Statistically, the best predictor of an adult’s economic potential is their height at two years old. Yet recent research tells us that two decades into democracy, a quarter of South African toddlers are nutritionally stunted. Stunting is costing us a staggering R40-billion each year and South Africa is lagging behind other countries at comparable income levels in overcoming it. Why?
In South Africa, something has gone awry. Despite numerous interventions, stunting remains a serious problem. Why? The first obstacle: it’s not only a food issue. The second obstacle: grants aimed at improving nutrition aren’t hitting the spot as hoped.
South Africa ranks 70th out of 132 countries for stunted growth rates and the third Global Nutrition Report, released at the end of 2016, found that South African children were worse off than their counterparts in many poorer countries, including Haiti, Senegal, Thailand, Libya and Mauritania.
Malnutrition and nutritional stunting are not the same thing, explains Joanne Peter, who is spearheading the DGMT Zero Stunting Campaign in South Africa. “People may not realise the extent of stunting in South Africa because they may be thinking of an extremely thin, starving child,” she says.

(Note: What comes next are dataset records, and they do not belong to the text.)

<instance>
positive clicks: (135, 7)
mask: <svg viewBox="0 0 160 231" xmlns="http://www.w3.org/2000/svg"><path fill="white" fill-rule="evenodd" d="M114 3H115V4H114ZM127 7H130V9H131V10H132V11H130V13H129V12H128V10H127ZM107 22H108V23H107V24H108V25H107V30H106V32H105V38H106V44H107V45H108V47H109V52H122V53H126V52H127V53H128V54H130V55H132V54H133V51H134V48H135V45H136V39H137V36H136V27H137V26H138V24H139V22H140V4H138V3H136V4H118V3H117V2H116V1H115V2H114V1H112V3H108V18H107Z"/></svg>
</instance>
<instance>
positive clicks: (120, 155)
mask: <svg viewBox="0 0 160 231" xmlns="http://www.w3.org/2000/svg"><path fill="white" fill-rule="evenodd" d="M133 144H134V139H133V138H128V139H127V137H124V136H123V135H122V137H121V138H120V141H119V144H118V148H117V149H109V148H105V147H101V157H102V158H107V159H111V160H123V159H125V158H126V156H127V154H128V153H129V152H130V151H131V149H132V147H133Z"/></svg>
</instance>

A recent study published by the DST-NRF Centre of Excellence in Food Security showed, South Africa’s social grants debacle notwithstanding, the grant system is not working to its full potential. Nearly a third of South Africans (and over half of households in some provinces) receive at least one grant from the state, argues editor Dr Stephen Devereux with the largest of these being the child support grant. But the grant, although in terms of numbers it goes to almost two in three children under 18, doesn’t necessarily feed through to reducing child malnutrition, and Devereaux believes grant increases will not necessarily remedy this.
Devereaux argues that this is partly because the grants are often not sufficient for the number of people they are ultimately shared between. But, adds Peter, it’s also an issue of bureaucracy. The Zero Stunting Campaign is calling for preregistration of babies during pregnancy, so that mothers do not lose out on access to child support grants during the first year of the child’s life.